【R18】【ごちゃまぜ裏夢✿短編集】今夜はOKかもしれない。
第22章 僕のヒーローアカデミア✿治崎廻「愛してる、だけじゃ伝わらない
移動中、手錠の頑丈さを確認した。個性を発動させれば破壊できなくもないが、複数の男たち相手に個性でも肉弾戦でも確実に逃げれる保証はない。恐らくは手練れ…、そう考えるのが無難だと判断し、応接室という場所に案内させられた。
「──はじめまして。乱暴な真似をしてすまなかった。手錠は外していい。そこに掛けてくれ」
部屋には一人だけ座っている男が一人。ほかは全員、壁沿いに立つだけ。とても奇妙にうつる光景だが、この腰を掛けている男の目つきをみれば一目瞭然だ。
(……何なの。この人の、冷たい目は…)
まるで氷柱でも刺さったような感情のない眼。丁寧な口調、物腰を折って喋っているように聞こえるが、そこには温情という欠片は全く感じられない。
「俺の名は、死穢八斎會の若頭・治崎廻。俺はきみの声を聞いてみたい。なにも焦る必要はない。心の準備が整ったら、きみの名前を聞かせてほしい」
男は治崎と名乗った。『しえはっさいかい』というのは初めて聞いた組織だ。ただ一つだけ確信したことは、若頭というワード。

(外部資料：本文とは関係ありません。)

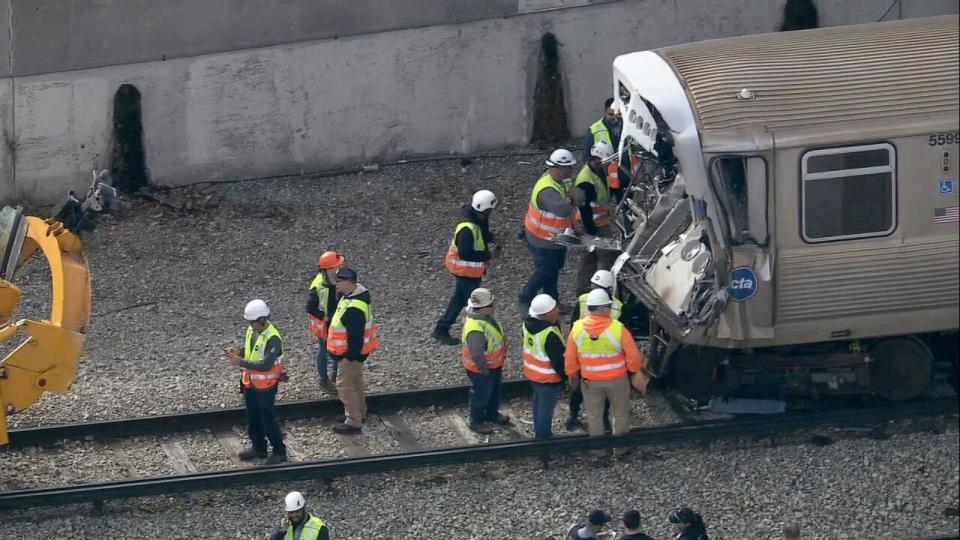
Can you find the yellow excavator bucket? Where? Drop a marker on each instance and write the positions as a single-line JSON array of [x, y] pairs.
[[48, 350]]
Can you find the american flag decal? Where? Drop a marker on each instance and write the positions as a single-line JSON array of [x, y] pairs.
[[947, 214]]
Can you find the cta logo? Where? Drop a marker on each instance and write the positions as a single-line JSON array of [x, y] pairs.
[[743, 283]]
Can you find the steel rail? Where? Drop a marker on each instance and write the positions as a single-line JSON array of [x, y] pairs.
[[379, 403], [675, 433]]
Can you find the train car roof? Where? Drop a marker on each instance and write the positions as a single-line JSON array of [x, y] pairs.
[[789, 81]]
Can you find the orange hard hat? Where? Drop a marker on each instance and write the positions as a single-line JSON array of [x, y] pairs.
[[330, 259]]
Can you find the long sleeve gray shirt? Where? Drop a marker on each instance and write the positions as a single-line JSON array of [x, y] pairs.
[[551, 200]]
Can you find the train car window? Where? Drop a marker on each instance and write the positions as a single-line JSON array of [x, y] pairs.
[[742, 185], [848, 192]]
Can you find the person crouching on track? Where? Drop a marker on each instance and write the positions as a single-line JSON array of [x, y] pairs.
[[601, 279], [351, 339], [298, 524], [468, 258], [483, 352], [543, 361], [262, 364], [600, 357], [321, 303]]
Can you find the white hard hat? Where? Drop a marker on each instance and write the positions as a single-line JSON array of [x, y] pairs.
[[604, 278], [598, 297], [602, 150], [294, 501], [256, 309], [561, 158], [480, 298], [484, 200], [541, 305]]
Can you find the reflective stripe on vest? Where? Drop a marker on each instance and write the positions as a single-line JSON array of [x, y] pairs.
[[600, 207], [541, 223], [337, 338], [460, 267], [601, 359], [319, 327], [616, 309], [496, 346], [253, 352], [310, 531], [536, 362]]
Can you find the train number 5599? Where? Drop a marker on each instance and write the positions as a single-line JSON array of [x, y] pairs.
[[944, 138]]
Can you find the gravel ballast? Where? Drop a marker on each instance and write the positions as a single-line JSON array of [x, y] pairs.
[[901, 487]]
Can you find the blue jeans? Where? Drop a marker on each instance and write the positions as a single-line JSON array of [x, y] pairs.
[[547, 264], [545, 398], [461, 293], [484, 396], [322, 360]]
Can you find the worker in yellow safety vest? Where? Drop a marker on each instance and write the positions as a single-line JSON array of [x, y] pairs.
[[600, 356], [297, 523], [595, 214], [321, 304], [551, 210], [483, 352], [468, 258], [262, 363], [543, 361], [351, 338]]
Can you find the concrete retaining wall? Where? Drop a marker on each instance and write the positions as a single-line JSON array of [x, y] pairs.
[[320, 103]]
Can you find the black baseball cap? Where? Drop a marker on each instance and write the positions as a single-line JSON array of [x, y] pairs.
[[598, 517]]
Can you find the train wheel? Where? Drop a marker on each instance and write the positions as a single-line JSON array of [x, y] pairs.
[[902, 368]]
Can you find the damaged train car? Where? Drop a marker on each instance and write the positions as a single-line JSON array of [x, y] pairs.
[[790, 221]]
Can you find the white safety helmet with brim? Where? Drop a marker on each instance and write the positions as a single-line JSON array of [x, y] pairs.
[[255, 310], [294, 501], [480, 298], [602, 150], [603, 278], [598, 298], [541, 305], [561, 158], [484, 200]]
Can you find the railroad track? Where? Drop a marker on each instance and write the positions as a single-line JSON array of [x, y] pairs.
[[407, 452]]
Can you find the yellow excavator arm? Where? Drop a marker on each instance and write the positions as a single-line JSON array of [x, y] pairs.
[[48, 350]]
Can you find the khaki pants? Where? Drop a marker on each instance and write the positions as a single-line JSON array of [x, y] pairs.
[[350, 390], [591, 261], [595, 393]]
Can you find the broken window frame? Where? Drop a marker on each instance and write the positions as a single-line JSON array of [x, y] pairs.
[[747, 236], [834, 174]]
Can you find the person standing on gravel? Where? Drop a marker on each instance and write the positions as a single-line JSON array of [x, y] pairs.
[[468, 258], [593, 528], [543, 361], [262, 364], [321, 304], [483, 352], [552, 208], [297, 523], [352, 337], [600, 357]]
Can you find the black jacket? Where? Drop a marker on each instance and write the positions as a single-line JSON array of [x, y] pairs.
[[464, 239], [555, 346]]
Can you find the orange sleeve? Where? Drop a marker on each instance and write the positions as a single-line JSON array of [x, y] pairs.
[[571, 357], [635, 359]]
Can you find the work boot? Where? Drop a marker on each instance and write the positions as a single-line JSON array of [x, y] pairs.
[[251, 454], [482, 429], [502, 419], [346, 429], [443, 336], [573, 424], [275, 459]]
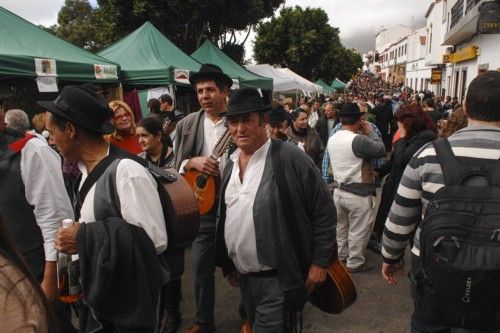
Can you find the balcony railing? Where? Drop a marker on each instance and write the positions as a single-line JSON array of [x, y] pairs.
[[457, 12], [470, 4]]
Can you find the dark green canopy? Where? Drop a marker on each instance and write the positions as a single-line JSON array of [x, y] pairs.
[[147, 57], [22, 42], [210, 53]]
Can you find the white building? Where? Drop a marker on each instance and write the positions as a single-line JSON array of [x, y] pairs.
[[473, 32], [418, 73], [387, 36]]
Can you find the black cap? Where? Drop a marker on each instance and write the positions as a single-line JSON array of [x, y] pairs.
[[210, 72], [246, 100], [83, 107]]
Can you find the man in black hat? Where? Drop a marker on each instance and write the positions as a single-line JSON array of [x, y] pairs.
[[257, 247], [196, 136], [77, 121], [33, 200], [350, 150]]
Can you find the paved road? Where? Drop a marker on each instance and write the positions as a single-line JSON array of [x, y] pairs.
[[379, 308]]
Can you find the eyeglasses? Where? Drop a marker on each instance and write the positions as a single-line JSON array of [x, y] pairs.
[[122, 116]]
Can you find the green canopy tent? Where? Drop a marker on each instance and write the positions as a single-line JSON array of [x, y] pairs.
[[338, 85], [27, 51], [326, 87], [148, 58], [210, 53]]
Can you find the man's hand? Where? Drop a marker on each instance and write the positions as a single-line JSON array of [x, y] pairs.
[[390, 272], [66, 239], [233, 279], [49, 283], [315, 278], [203, 164]]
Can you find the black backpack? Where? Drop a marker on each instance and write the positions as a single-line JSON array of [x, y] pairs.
[[460, 245]]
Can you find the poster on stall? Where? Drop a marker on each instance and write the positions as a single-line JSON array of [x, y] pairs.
[[181, 76], [47, 84], [45, 67]]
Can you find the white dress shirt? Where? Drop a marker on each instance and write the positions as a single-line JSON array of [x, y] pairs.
[[139, 201], [239, 231], [44, 189]]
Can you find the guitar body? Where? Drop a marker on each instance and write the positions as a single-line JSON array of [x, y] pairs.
[[203, 189], [337, 293]]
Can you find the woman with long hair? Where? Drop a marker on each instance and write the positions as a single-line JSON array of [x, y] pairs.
[[23, 306], [416, 129], [306, 138], [124, 136], [157, 147]]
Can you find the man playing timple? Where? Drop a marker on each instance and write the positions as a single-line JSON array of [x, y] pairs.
[[197, 134], [254, 247]]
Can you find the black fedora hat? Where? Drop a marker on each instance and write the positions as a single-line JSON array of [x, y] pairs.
[[246, 100], [83, 107], [210, 72], [350, 110], [277, 115]]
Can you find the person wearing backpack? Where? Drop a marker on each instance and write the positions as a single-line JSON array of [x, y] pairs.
[[121, 226], [455, 185]]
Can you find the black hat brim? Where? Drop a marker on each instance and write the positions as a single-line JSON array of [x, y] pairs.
[[106, 127], [207, 76]]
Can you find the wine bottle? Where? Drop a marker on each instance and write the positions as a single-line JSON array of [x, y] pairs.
[[68, 274]]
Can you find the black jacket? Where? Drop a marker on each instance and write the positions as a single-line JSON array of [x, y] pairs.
[[120, 277]]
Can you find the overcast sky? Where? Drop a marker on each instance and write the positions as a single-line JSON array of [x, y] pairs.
[[358, 20]]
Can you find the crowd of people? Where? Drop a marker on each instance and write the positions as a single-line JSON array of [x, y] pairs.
[[296, 189]]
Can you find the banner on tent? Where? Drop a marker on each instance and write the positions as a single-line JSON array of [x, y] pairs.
[[45, 67], [181, 76], [47, 84], [105, 72]]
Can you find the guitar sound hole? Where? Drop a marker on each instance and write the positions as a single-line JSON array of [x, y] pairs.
[[201, 182]]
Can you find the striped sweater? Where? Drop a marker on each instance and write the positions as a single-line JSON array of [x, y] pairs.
[[421, 179]]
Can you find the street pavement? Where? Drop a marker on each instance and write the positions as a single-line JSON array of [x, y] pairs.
[[379, 307]]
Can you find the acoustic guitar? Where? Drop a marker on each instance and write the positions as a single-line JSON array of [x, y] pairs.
[[337, 293], [203, 185]]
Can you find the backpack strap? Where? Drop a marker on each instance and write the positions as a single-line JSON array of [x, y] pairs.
[[457, 171]]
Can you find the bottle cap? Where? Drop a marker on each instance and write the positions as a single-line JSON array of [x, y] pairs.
[[67, 223]]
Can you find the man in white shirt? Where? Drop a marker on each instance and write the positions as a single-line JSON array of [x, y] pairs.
[[197, 134], [33, 201], [255, 246]]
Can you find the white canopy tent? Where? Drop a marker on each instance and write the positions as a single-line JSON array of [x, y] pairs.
[[285, 81]]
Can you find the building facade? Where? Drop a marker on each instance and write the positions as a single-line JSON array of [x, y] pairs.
[[473, 36]]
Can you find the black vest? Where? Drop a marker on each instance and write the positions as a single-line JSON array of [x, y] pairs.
[[16, 211]]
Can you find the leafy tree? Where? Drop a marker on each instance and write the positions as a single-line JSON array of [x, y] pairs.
[[302, 40], [75, 23], [187, 23]]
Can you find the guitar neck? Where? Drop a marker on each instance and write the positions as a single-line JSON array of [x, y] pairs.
[[221, 145]]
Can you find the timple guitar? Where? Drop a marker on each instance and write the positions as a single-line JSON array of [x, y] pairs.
[[203, 185], [337, 292]]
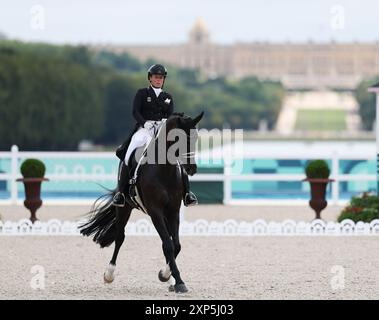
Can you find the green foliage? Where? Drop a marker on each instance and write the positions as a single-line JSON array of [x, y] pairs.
[[33, 168], [48, 103], [365, 208], [366, 101], [317, 169]]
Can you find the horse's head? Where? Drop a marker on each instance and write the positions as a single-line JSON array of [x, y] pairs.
[[187, 131]]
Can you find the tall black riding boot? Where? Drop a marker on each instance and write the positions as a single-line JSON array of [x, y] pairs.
[[122, 185], [189, 198]]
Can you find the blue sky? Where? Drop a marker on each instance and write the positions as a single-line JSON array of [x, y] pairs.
[[168, 21]]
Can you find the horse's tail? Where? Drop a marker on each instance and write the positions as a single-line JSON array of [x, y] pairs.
[[102, 221]]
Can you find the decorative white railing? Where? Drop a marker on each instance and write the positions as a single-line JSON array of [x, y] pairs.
[[227, 177], [144, 227]]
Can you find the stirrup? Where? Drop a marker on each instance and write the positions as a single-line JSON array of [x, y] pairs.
[[119, 200], [190, 199]]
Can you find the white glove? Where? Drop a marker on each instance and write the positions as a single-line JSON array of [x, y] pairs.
[[148, 125]]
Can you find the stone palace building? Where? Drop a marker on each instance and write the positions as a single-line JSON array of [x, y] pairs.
[[298, 65]]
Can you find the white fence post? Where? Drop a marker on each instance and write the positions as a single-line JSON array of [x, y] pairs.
[[335, 175], [14, 169]]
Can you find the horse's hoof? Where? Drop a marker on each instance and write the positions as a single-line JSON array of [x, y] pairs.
[[180, 288], [171, 288], [161, 276]]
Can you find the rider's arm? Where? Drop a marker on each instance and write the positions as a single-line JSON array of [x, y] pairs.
[[137, 105], [170, 107]]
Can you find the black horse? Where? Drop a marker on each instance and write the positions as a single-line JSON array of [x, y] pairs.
[[160, 187]]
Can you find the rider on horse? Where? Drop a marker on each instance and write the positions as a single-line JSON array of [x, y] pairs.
[[150, 106]]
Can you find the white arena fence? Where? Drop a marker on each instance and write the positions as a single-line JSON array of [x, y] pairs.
[[357, 151], [144, 227]]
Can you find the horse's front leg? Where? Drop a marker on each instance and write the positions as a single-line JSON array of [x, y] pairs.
[[173, 229], [169, 251], [122, 217]]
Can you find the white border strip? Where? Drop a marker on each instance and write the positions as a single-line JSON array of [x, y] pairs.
[[144, 227]]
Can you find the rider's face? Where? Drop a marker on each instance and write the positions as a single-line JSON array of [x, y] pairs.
[[156, 80]]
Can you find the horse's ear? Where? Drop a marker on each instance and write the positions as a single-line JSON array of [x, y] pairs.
[[197, 119]]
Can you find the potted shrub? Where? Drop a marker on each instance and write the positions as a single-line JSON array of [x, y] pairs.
[[364, 208], [317, 172], [33, 172]]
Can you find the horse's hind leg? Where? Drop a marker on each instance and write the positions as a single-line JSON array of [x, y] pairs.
[[169, 251], [173, 229], [122, 217]]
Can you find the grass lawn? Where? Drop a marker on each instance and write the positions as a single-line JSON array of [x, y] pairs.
[[320, 120]]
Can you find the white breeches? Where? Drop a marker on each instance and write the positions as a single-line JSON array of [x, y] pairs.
[[141, 138]]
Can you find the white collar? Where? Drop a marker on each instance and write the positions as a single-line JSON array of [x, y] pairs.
[[157, 90]]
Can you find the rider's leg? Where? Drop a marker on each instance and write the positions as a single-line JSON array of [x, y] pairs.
[[189, 198], [122, 184], [139, 139]]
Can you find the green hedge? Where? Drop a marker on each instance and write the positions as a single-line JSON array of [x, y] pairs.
[[33, 168], [365, 208]]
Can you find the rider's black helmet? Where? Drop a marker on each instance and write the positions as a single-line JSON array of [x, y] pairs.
[[157, 69]]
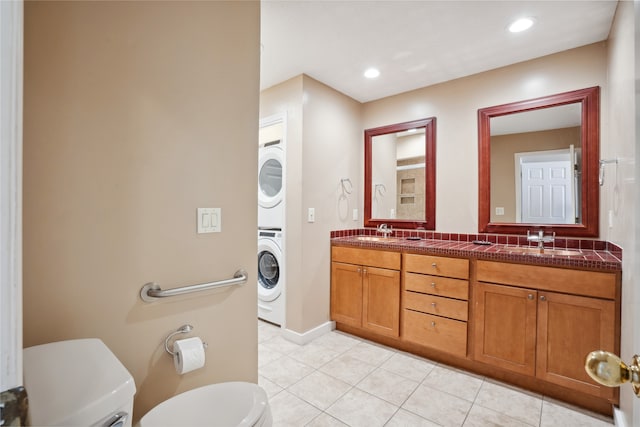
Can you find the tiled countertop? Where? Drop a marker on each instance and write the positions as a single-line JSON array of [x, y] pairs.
[[589, 254]]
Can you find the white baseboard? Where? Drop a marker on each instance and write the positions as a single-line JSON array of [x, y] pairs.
[[310, 335], [619, 419]]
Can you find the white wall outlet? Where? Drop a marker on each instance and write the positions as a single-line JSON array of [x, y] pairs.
[[209, 220]]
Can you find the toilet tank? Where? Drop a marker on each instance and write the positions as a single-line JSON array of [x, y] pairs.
[[77, 383]]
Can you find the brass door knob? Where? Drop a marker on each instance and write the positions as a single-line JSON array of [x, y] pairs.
[[608, 369]]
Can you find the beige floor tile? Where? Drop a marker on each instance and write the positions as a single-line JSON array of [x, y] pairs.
[[325, 420], [404, 418], [360, 409], [269, 386], [437, 406], [267, 355], [267, 331], [483, 417], [285, 371], [554, 415], [453, 381], [337, 341], [388, 386], [288, 410], [518, 404], [319, 389], [348, 369], [313, 354], [408, 366], [369, 353]]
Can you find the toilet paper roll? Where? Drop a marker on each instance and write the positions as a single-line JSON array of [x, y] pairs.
[[189, 355]]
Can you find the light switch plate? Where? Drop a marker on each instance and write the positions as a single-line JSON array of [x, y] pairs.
[[209, 220]]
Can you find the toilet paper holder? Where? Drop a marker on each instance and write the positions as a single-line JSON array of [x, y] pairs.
[[184, 329]]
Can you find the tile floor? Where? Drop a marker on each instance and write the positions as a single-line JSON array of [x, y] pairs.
[[342, 380]]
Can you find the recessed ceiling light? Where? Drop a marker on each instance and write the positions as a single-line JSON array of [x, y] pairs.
[[372, 73], [521, 25]]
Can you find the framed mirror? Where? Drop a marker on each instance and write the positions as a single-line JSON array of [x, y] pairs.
[[400, 175], [538, 165]]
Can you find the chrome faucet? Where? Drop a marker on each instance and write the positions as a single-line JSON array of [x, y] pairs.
[[385, 230], [541, 238]]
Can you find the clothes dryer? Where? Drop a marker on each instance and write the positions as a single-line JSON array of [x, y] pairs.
[[271, 186], [271, 280]]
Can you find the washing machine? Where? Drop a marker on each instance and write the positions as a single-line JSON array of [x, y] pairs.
[[271, 186], [271, 281]]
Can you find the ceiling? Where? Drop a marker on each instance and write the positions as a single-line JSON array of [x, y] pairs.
[[415, 43]]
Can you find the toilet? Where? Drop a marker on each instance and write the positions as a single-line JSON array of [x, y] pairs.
[[227, 404], [77, 383]]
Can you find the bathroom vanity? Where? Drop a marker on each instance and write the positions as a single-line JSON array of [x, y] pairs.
[[501, 310]]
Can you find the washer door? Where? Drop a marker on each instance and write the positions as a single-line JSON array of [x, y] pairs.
[[270, 168], [269, 270]]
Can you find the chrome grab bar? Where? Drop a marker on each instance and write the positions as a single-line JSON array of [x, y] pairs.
[[152, 291]]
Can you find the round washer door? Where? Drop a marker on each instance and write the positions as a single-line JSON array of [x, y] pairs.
[[270, 168], [269, 270]]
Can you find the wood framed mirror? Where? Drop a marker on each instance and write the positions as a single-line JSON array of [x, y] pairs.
[[538, 165], [400, 175]]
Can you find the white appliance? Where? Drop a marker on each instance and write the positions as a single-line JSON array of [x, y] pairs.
[[271, 186], [271, 280]]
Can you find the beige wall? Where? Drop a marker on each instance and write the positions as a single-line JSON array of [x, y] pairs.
[[455, 104], [620, 192], [324, 136], [135, 114], [503, 150]]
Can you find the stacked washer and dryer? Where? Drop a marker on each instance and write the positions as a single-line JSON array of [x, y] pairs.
[[271, 211]]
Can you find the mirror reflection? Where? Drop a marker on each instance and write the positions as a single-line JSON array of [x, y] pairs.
[[400, 175], [538, 165], [398, 187], [536, 159]]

(………ヤクザ、なの…?なんで…、なんのために…、私に用が…)
何か根に持つような、喧嘩を売るような真似をしてしまったのだろうか。ごく最近の記憶から思い出せる範囲の記憶のあとをたどってみるも、これと言って気掛かりなことはない。
(なにも、関わりはない…と思う。事情を聞くべきか…)
すると男は、重度の潔癖症だと自分のことを話し始めた。顔を知られたくないマスク(もしくは仲間の証)だと思ったのだが、その理由を聞いてある意味納得する。壁に立つ部下たちは全員ペストマスクで顔や口元を隠しており、この若頭が絶対的存在だと明らかにしている。
(………空気が…、思いやられる…)
声が聞きたい、名前を聞きたい、と言われたことを覚えているが、声帯がキュッと萎んで音を出すことを拒否している。何をしてくるか分からない、命を手で握っている複数の男たちに囲まれて、声帯が開くはずもなかった。